Cinéma - Culture - 13 septembre 2019

Cinéma : Les Hirondelles de Kaboul, le film d’animation adapté de Yasmina Khadra

Lorsque l’écrivain Yasmina Khadra, auteur de Ce que le jour doit à la nuit, se voit porter à l’écran par Les Armateurs, la boîte de production de films d’animation à l’origine des Triplettes de Belleville et d’Ernest et Célestine, on se dit spontanément qu’on tient là potentiellement le dessin animé majeur de l’année 2019.

Coréalisé par Zabou Breitman et Eléa Gobbé-Mévellec, dessinatrice en chef sur le projet, Les Hirondelles de Kaboul nous raconte les destins croisés de deux couples afghans durant l’année 1998, à l’époque où les talibans contrôlaient depuis deux ans déjà l’essentiel du territoire national et se heurtaient aux résistances du commandant Massoud. D’un côté, nous avons Atiq, gardien désabusé de la prison pour femme, et son épouse Mussarat qui est à l’agonie. De l’autre, Zunaira, jeune femme peintre opposée à la violence du régime et mariée à Mohsen qui éprouve le remords d’avoir participé à une lapidation publique.
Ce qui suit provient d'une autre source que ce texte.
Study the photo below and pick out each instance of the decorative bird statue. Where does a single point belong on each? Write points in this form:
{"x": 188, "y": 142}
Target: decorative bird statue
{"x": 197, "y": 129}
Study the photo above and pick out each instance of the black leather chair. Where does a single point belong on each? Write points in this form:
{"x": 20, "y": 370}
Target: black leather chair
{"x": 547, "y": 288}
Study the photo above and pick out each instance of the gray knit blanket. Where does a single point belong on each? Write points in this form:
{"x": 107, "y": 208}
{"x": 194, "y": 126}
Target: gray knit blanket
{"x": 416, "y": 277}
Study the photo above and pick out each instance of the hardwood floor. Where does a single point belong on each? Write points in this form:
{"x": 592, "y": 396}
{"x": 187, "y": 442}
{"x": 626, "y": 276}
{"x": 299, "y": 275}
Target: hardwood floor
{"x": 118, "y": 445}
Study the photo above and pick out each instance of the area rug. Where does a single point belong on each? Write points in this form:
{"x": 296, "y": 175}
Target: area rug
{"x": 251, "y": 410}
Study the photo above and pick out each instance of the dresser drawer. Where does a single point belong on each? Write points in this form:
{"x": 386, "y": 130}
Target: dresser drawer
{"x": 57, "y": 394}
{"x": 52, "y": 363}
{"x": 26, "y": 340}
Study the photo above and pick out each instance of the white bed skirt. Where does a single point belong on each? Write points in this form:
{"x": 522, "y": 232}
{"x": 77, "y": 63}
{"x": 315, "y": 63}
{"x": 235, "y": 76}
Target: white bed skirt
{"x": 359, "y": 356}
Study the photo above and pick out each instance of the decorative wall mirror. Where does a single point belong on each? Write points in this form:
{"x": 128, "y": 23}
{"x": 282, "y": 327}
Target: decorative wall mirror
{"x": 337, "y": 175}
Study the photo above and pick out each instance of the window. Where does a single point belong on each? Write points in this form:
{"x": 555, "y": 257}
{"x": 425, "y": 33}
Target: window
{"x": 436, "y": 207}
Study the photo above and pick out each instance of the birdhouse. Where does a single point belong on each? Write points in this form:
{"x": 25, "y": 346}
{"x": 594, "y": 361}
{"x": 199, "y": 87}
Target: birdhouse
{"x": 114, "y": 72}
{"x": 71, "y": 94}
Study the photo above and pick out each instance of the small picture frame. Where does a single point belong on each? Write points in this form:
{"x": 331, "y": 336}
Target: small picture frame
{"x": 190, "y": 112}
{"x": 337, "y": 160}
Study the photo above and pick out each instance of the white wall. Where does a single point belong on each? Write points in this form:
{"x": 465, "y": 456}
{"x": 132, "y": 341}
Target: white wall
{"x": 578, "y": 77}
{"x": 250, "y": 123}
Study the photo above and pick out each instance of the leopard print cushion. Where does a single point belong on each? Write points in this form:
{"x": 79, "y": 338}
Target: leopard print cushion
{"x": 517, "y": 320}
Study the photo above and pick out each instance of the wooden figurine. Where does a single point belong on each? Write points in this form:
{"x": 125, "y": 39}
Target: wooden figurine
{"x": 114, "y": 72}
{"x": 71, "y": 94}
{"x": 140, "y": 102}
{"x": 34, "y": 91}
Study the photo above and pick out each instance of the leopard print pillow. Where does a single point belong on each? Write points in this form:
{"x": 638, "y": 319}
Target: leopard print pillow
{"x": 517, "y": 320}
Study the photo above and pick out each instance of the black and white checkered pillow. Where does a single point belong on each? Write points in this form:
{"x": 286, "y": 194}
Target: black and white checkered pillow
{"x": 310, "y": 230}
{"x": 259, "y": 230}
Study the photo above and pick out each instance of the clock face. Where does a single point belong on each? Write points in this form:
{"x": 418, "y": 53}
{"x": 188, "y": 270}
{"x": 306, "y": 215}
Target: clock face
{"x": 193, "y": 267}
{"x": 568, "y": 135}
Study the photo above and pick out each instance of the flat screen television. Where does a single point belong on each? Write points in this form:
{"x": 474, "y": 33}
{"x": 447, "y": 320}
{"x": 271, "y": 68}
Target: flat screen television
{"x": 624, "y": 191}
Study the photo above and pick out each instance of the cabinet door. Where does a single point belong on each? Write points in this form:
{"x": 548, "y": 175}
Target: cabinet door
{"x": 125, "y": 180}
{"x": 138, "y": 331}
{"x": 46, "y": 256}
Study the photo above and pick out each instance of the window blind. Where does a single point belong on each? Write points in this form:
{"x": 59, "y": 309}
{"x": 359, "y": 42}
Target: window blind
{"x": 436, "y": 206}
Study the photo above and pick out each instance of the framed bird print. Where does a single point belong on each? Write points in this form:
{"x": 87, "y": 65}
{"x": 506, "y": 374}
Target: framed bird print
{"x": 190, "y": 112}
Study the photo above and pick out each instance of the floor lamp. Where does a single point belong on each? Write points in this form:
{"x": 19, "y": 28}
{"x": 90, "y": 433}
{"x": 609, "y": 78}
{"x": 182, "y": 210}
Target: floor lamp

Un jour, un accident terrible survient, Zunaira est condamnée à mort et, en attendant son exécution, est emprisonnée sous la surveillance d’Atiq…

Récit d’un sauvetage inespéré dans une société en voie de déshumanisation totale où la musique même est interdite et où les femmes portent le tchadri sous peine de lapidation, Les Hirondelles de Kaboul n’est pas un film léger. On le comprend dès les premières minutes du récit, lorsqu’une femme est mise à mort sous nos yeux par une foule en liesse aux cris de « Allahu akbar ». Un passage difficile, heureusement adouci par le choix du dessin animé et par un filmage en deux dimensions à base d’aquarelles. Précisément, le pari du film de Zabou Breitman et d’Eléa Gobbé-Mévellec repose sur le contraste entre la dureté de ce qui nous est raconté et les procédés de mise en scène, ceux-là faisant habituellement écho à des films tous publics, du moins à destination des plus jeunes. Une innocence feinte, en somme, pour dépeindre une société qui semble avoir perdu depuis longtemps toute naïveté.

On pardonnera volontiers les libertés prises avec le roman d’origine, concernant notamment la profession de Zunaira ou le destin de certains personnages, dans la mesure où celles-ci ne trahissent en rien le propos général de Yasmina Khadra. Seule la fin, un brin téléphonée, risque de frustrer une partie des spectateurs, mais pour un film de 1 h 20 aux allures de conte moderne, le péché est véniel.

Les Hirondelles de Kaboul, par ailleurs, est l’occasion d’entendre pour la dernière fois, dans le rôle de Nazish, ancien mollah respecté et déplorant l’intégrisme religieux, la voix de Jean-Claude Deret, père de Zabou Breitman, décédé en 2016, quelques mois seulement après l’enregistrement sonore du film.